People are pretty good at associating words with images. Most associate the color yellow with the sun, or think of candy when the word chocolate is mentioned. Words can construe positive or negative connotations in our psyche. Often we use words to identify ourselves, and in so doing, create expectations from which people can judge us.
I’m a chef. This is the start of my professional identity. It should lead you to believe that I’m knowledgeable about food, I can cook, and I wear a white jacket with checkered pants. When you hear the word “shed”, you think of a small building in the backyard used for tool storage or as a work space.

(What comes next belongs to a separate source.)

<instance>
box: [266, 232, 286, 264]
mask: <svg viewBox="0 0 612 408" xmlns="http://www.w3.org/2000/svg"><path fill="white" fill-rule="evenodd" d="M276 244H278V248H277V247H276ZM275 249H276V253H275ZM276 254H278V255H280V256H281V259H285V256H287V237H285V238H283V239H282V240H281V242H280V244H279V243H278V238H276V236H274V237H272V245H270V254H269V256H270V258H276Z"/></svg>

Imagine my surprise when I decided to have dinner at The Shed at Glenwood in East Atlanta. The building is unassuming in décor, part of one of the developments of apartments and stores so common in urban neighborhoods. The red brick façade had no large sign; I had to literally walk right up to the door to make sure I was in the right place. Inside, the décor was contemporary with stainless steel, recessed lights, and an open floor plan. The space was just the right size for a neighborhood restaurant: small enough to be intimate, large enough not to be claustrophobic.
I got there at 6 p.m., which is the usual start for dinner service, and was surprised to find people eating at several tables. The host was on the phone confirming a reservation; once finished, he greeted me cordially, asking if I had a reservation. I told him that I was in the neighborhood and decided to stop for dinner, and he explained that they were solidly booked for the night. He offered seating at the bar, which in my opinion can be better than sitting at a table. Service is much quicker at the bar, especially in busy restaurants. As I sat and looked at the menu, I realized that I would never cook or serve food of this caliber in a shed. The name “The Shed” is a misnomer: there’s nothing rustic, utilitarian, or simple about the food served here. Simple is left at the door, where it stayed for the next few hours while I pleasurably ate and drank my way through a series of small plates and main courses.
To start, I ordered the Smoked Trout Risotto Balls with Lemon Aioli, Lamb Short Rib with Fennel Slaw, Date Chutney and Yogurt, and Chicken Liver Pate with Sweet Potato Butter and Brioche. Each plate, no more than three to four bites, demonstrated the chef’s attention to detail and his use of color and garnish to entice the eye. The risotto balls were tasty smeared in the lemon aioli, but the flavor of the smoked trout was barely discernible – enjoyable but not memorable. The lamb short ribs were tender and flavorful, and the fennel slaw and yogurt offset the fatty richness of the short rib. I thoroughly enjoyed this. I enjoyed the chicken pate as well, and had to request another plate of brioche to make sure I could smear on every last bit of it. If you’ve never had chicken liver pate before, The Shed is a good venue for an initiation.
The entrees ordered were Grilled New York Strip (medium), with glazed pearl onions, potato croquette, and blue cheese with the House 1A Sauce. Also Potato Crusted Flounder with salt cod potato, artichoke chips and Meyer lemon aioli. Once again, it was evident that the chef has a fine dining background: each plate was beautiful to look at. The flounder was ok, safe. There were no surprises in this dish, and I’m sure it is a safe bet for the finicky eater. The New York strip was served in medallions, neatly stacked. It was tender, coupled with the potato croquette that was nice and crispy on the outside with creamy smooth center. The glazed onions were sweet and tangy. Definitely the standout dish of the two. To drink, I had a local draught called Red Hare Long Day Lager, similar in taste to Stella Artois but with a slightly stronger note of bitterness from the hops.
By the end, too full for dessert, I opted to leave that for another visit. The Shed at Glenwood connotes many images, but the best is that of good food, affordably priced, in a casual setting.